Tuesday, July 31, 2018

Reflection on Choir School Week

I think I'm decidedly still recovering from choir school week, singing for hours, going to worship, re-meeting friends and making new ones, and other hijinks.  I've been physically and emotionally exhausted (otherwise known as "peopled out" in this house), but spiritually filled.  

There is definitely something different in returning to a place than there is in experiencing it for the first time.  Names came in spurts and pieces, many of them that I had seen with tiny pictures attached to them on Facebook but could now connect in person once more, smiling and breathing.  Shared silences, important conversations, a hug that lingers because it needs to, a smirk from across the group at rehearsal, and all in between.  There were a few individuals that came up and told me that they appreciate my blog, which is certainly good for my heart, too, in different ways. ;)

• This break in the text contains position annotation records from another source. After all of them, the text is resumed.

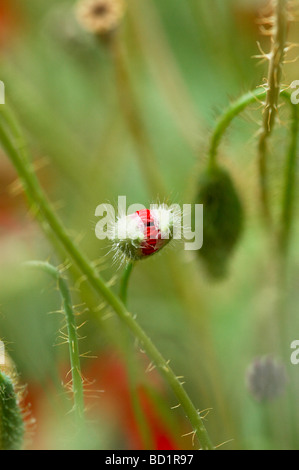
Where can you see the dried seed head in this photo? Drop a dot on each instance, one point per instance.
(223, 219)
(266, 378)
(100, 16)
(144, 233)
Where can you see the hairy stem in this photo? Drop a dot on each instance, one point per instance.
(52, 224)
(145, 432)
(125, 282)
(276, 58)
(77, 384)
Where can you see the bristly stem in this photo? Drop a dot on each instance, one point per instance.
(276, 58)
(145, 432)
(125, 282)
(129, 107)
(289, 185)
(52, 225)
(290, 173)
(77, 383)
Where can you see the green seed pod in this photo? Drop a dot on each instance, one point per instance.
(223, 220)
(11, 420)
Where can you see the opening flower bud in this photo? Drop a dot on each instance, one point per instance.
(144, 233)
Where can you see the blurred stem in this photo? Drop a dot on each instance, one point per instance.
(51, 223)
(276, 58)
(289, 185)
(132, 366)
(290, 173)
(72, 335)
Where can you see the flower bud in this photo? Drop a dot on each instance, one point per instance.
(223, 219)
(100, 16)
(143, 233)
(266, 378)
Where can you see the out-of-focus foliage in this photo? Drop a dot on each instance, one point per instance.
(187, 59)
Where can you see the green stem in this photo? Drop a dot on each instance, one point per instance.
(132, 366)
(227, 117)
(12, 428)
(52, 224)
(289, 185)
(290, 174)
(72, 335)
(123, 294)
(276, 58)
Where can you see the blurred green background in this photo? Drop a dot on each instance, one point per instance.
(187, 61)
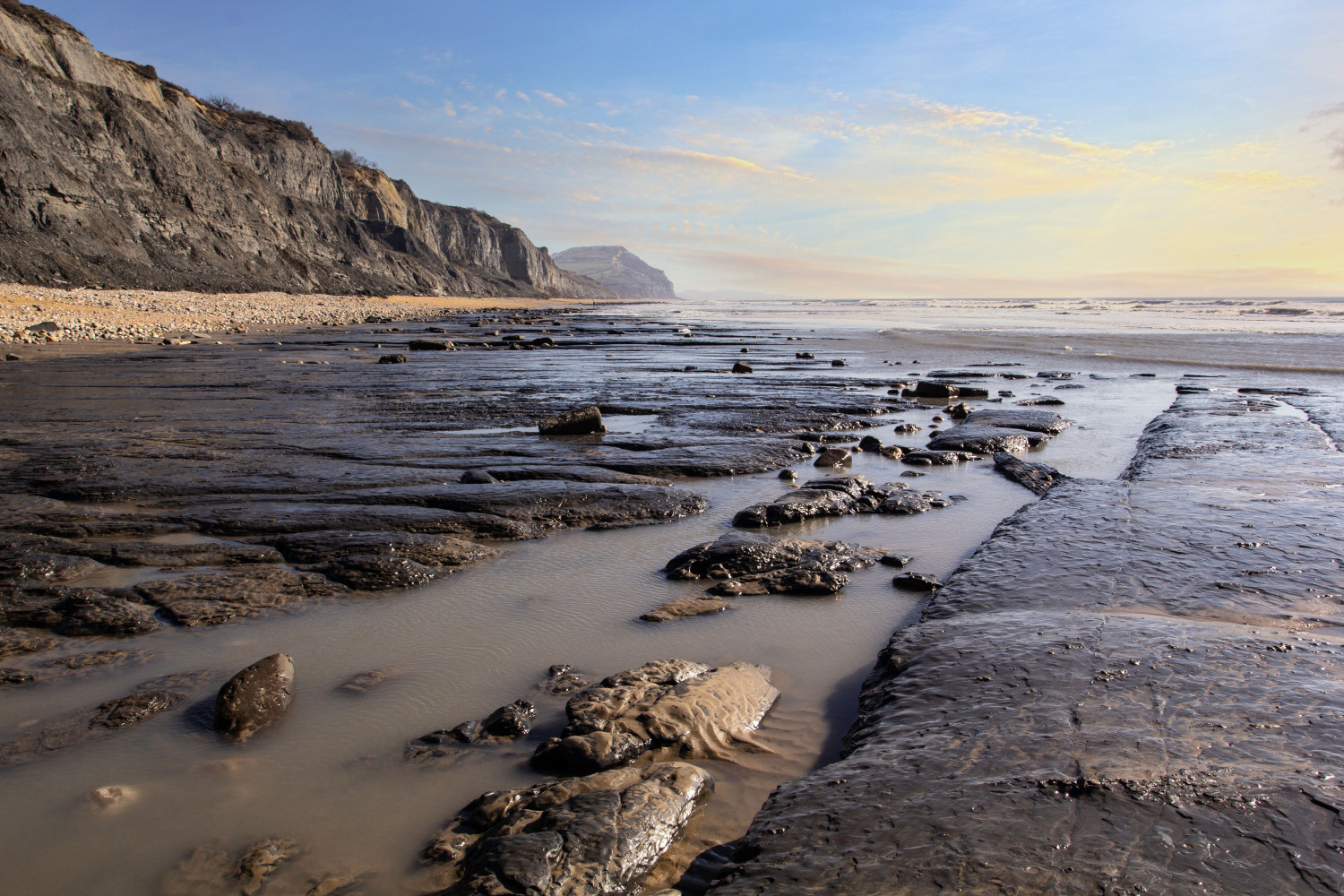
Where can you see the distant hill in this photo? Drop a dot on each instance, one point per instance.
(113, 177)
(618, 269)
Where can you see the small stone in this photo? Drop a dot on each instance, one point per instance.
(578, 421)
(916, 582)
(833, 457)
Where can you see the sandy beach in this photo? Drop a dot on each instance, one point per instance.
(131, 314)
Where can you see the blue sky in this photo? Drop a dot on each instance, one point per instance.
(953, 148)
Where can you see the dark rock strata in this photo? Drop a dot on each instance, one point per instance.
(594, 834)
(669, 702)
(113, 177)
(1118, 694)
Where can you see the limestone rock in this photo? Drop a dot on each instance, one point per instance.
(255, 697)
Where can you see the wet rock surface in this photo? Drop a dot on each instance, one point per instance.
(255, 697)
(838, 495)
(594, 834)
(91, 724)
(1171, 727)
(675, 704)
(757, 563)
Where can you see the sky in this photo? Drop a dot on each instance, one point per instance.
(933, 148)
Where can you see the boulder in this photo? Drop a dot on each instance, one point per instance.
(578, 421)
(1045, 422)
(255, 697)
(916, 582)
(685, 607)
(596, 834)
(1038, 477)
(986, 440)
(833, 457)
(668, 702)
(750, 563)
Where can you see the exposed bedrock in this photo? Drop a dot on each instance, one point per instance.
(113, 177)
(838, 495)
(698, 711)
(1038, 477)
(1123, 691)
(757, 563)
(255, 697)
(575, 836)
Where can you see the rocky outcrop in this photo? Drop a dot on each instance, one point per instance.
(112, 177)
(594, 834)
(618, 269)
(1132, 686)
(699, 711)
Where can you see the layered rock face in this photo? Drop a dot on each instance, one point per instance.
(112, 177)
(618, 269)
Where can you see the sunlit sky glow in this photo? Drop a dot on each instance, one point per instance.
(1011, 148)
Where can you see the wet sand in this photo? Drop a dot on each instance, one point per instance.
(191, 433)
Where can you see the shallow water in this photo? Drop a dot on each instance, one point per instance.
(330, 775)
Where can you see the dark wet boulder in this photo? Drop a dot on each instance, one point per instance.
(935, 389)
(156, 554)
(255, 697)
(833, 457)
(752, 563)
(89, 724)
(430, 549)
(15, 642)
(381, 573)
(916, 582)
(937, 458)
(510, 721)
(1038, 477)
(1046, 422)
(908, 501)
(261, 861)
(137, 707)
(212, 598)
(698, 605)
(366, 681)
(99, 614)
(596, 834)
(668, 702)
(578, 421)
(986, 440)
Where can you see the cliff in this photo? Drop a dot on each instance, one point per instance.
(112, 177)
(618, 269)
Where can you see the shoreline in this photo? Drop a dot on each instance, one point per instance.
(110, 314)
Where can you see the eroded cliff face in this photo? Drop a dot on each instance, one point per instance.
(618, 269)
(112, 177)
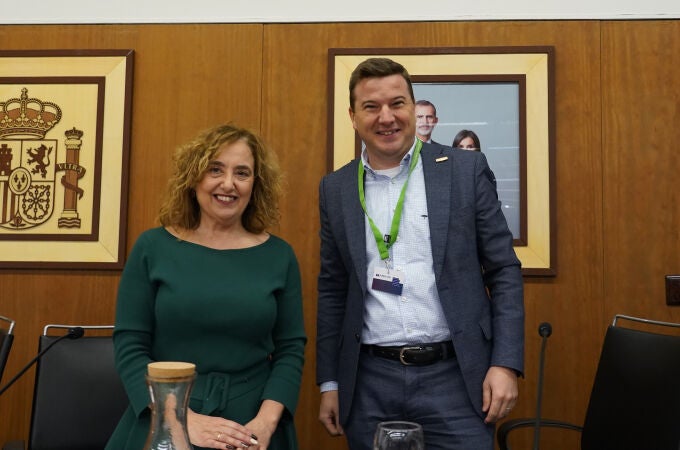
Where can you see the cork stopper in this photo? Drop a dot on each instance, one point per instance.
(170, 369)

And there's something holy, too, in singing together in a group like that, a hundred and forty or so voices holding together in the same song, different notes that make up the chord.  Every voice there has a story, contexts and baggage that they bring with them to the song, different meanings that the text of the piece means to them as a result.  Watching, anticipating, breathless, belting out notes together as one, there is a real sense of belonging in choral singing.  And there is a real sense of belonging, especially now, for me with this group.  

If you're interested in joining us next year, by the bye, I would encourage that you check out this link here.  

With all of the singing this week, I've very much been thinking about my abdominal muscles.  I can't quite breathe, still, the way that I used to, as far as getting a choral breath.  I'm not sure how much of this is permanent and how much of it is still latent weakness from the surgery.  Additionally, I'm not sure how much of this is actual muscle weakness and how much of it is mental--I think about it every time I take a deep breath and engage the muscles I remember I'm supposed to, there's just that spot that feels odd where Melvin is and I worry, which takes away my focus.  This week provided me with some "workshopping" time to think about that a bit more than I had in a condensed period.  I might have figured out a couple of things to keep trying (and I'm sure I made more than one interesting face in that process).  

I was trying to compare elements of this trip to Choir School against the first time that I went.  As humans, we like finding patterns, always comparing new things to things we already understand in order to find some footing in whatever the new thing is, hopefully allowing this experience to flex and become itself in time.

I struggled with this once it clicked just how much my health last time had colored parts of the experience.  My need to feel included is often at odds for my need for self care--I've known that about myself for years. As my health has fluxes and the target moves with it, it's there still room enough left to really live? Intellectually, I understand that it is important to pull away from the group when I need to rest; in practice, I resent the hell of out of it.

Feeling this much better this time and being able to fully throw myself into the experience was wonderful, and definitely put further into perspective where I'm at now and just how badly things have been.  That sounds positive, but it actually is a slurry of emotions.  I don't like how skewed my perspective is.  I resent how much I've missed out on, especially understanding better how distracted I was.  I'm all the more grateful to be where I am.  I'm so angry about how long I was in that state of health, that I could consider it"normal."  How many other things have I missed out on or not embraced fully because I was too busy weighing my energy budget?  Or where have I failed to be present?  What am I looking forward to doing now that I can?

...yes, I'm aware that at least three of those are the same thing in different words.  I have a lot of grieving yet to do about missed opportunities, relationships, and all else that I've missed as a result of my disease directly or the self-care ramifications thereof.  There's a lot to cry about in the same moments that I'm relieved to reclaim elements of who I thought I was, establishing wholly who I am now.  But that's the paradox in a nutshell now:  my excitement and joy in participating in life again also brings into focus all the grief I have in missing out on it in the first place.  Isn't that a delightful mess to sort through?  

There's a lot more to unpack with that.  What I'll stick with now, though, is my gratitude to be part of this community and the other relationships that have been warm spots in my memory.  Thank you all for adding splashes of color to my life.